Il proprietario successivo, Jacques Colot, impazzì e si suicidò dopo averlo venduto al principe Kanitowskij, che a sua volta morì atrocemente, linciato dai rivoluzionari russi. Neanche la ballerina alla quale il principe aveva regalato il diamante si salvò: fu uccisa dallo stesso principe in un raptus di gelosia. Ne entrò quindi in possesso un gioielliere greco, Simon Matharides, che si sfracellò in un burrone prima ancora di ricevere materialmente la pietra. Il successivo proprietario fu il sultano turco Abdul Hamid II, che lo acquistò per 400.000 dollari, ma un anno dopo averlo acquistato fu deposto e impazzì.[2]

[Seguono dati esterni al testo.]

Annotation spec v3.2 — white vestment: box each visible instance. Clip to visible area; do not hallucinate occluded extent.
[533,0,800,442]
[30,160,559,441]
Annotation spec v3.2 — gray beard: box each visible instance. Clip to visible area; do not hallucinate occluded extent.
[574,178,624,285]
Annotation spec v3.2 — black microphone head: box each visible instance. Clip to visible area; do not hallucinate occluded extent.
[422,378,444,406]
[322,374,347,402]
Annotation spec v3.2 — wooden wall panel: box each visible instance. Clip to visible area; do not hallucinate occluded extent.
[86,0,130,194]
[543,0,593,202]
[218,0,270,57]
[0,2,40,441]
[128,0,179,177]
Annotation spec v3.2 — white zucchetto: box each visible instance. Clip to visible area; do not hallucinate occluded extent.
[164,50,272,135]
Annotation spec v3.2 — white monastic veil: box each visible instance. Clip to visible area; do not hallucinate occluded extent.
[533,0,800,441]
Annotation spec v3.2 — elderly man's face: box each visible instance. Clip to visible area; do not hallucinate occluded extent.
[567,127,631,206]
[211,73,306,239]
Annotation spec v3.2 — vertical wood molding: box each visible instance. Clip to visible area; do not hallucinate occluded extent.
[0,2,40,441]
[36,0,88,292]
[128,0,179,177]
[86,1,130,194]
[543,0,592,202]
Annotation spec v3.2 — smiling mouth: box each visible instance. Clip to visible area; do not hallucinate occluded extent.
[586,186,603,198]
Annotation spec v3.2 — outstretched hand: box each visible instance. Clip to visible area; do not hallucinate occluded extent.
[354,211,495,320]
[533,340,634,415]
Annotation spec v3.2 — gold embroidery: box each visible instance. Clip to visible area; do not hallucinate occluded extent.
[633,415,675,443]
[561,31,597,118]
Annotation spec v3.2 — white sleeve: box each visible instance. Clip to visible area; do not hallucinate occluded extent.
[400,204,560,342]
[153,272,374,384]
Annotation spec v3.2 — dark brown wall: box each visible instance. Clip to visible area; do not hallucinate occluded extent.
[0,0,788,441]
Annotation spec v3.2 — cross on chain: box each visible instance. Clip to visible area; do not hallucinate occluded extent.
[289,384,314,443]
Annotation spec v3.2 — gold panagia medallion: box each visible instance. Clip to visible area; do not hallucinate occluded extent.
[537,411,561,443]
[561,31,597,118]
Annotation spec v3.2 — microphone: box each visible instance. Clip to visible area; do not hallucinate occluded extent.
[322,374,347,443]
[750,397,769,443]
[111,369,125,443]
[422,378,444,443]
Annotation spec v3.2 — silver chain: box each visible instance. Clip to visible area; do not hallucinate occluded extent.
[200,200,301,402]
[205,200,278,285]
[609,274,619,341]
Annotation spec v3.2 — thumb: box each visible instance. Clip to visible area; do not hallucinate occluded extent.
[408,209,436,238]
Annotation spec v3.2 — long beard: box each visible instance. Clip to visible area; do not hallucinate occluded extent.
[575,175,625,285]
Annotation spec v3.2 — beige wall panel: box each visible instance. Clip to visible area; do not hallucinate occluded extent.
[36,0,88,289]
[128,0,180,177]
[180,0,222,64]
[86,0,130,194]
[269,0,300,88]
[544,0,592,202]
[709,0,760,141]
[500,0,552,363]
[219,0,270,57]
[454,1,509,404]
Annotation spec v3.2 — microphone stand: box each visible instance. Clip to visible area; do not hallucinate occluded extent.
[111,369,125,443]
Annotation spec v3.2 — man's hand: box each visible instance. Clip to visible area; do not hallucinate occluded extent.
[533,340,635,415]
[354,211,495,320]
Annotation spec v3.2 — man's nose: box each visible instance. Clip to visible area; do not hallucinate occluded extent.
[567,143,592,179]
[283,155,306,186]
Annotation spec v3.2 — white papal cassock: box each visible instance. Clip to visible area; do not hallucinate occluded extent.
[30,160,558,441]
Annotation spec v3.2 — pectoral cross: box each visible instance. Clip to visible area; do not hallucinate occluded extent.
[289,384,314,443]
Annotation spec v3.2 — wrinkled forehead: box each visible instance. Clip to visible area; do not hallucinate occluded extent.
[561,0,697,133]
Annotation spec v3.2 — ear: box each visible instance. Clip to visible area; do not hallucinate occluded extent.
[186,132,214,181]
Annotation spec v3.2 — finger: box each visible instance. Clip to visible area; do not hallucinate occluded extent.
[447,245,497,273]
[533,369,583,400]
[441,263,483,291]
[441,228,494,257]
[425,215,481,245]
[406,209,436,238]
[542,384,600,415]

Nel 1910 il gioielliere francese Pierre Cartier acquistò la pietra dal successore del sultano e la vendette a Edward Beale McLean, proprietario del Washington Post, che la donò alla moglie. Ne seguì di lì a poco un autentico bollettino di guerra: nell’ordine morirono la madre di McLean, due cameriere ed il figlio primogenito di appena 10 anni (investito da un’auto), mentre i coniugi McLean divorziarono. Seguì l’alcoolismo del marito che – unito a uno scandalo – lo distrusse definitivamente. La moglie Evelyn decise di sfidare la sfortuna e tenne il diamante per sé, continuando a indossarlo finché la figlia non si suicidò nel 1946 con i barbiturici (da notare che nel giorno del suo matrimonio aveva indossato il gioiello della madre). Evelyn morì a 60 anni di polmonite.
L’ultimo proprietario privato che abbia avuto tra le mani il diamante Hope è stato il gioielliere statunitense Harry Winston, che nel 1958 donò la pietra allo Smithsonian Institute di Washington, dove è custodita tuttora, esposta al pubblico in una teca dotata di tutti i più moderni sistemi di sicurezza.